The cavalry was in the lead, but the " charioteers," as the infantry were called, followed close behind,
and on the down grade occasionally ran into the rear of the cavalry column. On the ascent the infantrymen jumped from
their wagons and pushed horses, wagons and all up the grades. On reaching the summit each party boarded its wagon, and, with
a cheer, away they went down the grade on the run. All were under so much of a strain that fatigue or sleep was not thought
of. Thus it was, up one hill and down another all night, and no light-artillerymen were ever more expert at mounting
their limbers, than these infantrymen in getting out of and into those wagons on the run.
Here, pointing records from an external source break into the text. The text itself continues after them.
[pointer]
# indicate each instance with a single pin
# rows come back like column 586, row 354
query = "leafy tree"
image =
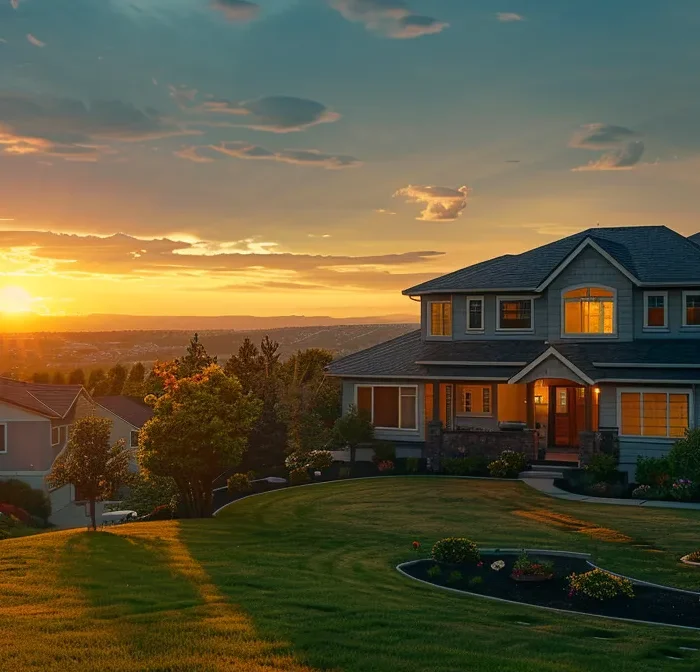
column 58, row 378
column 95, row 379
column 195, row 361
column 90, row 464
column 76, row 377
column 352, row 430
column 199, row 429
Between 4 and 5 a. m. we reached a point about four miles
from the intrenchment, and at that hour saw a sight that made the blood run cold. A citizen wagon train, hauling supplies
to the agency,had been captured by the Indians, and every man belonging to it had been murdered, stripped, and partly
burned. As we had had no news from the front since leaving the railroad, this was something of a surprise, and as may be imagined,
at that hour in the morning, not a pleasant opening for the day. The wagon train, for the last few miles, had been stretching
out a little, but on reaching this spot it was observed that all intervals were rapidly closed up and kept closed. But
notwithstanding this depressing sight, some rude jokes were made, as usual, by the old soldiers in passing, and recruits
were made to fear that before another sun should rise they would be broiled in like manner.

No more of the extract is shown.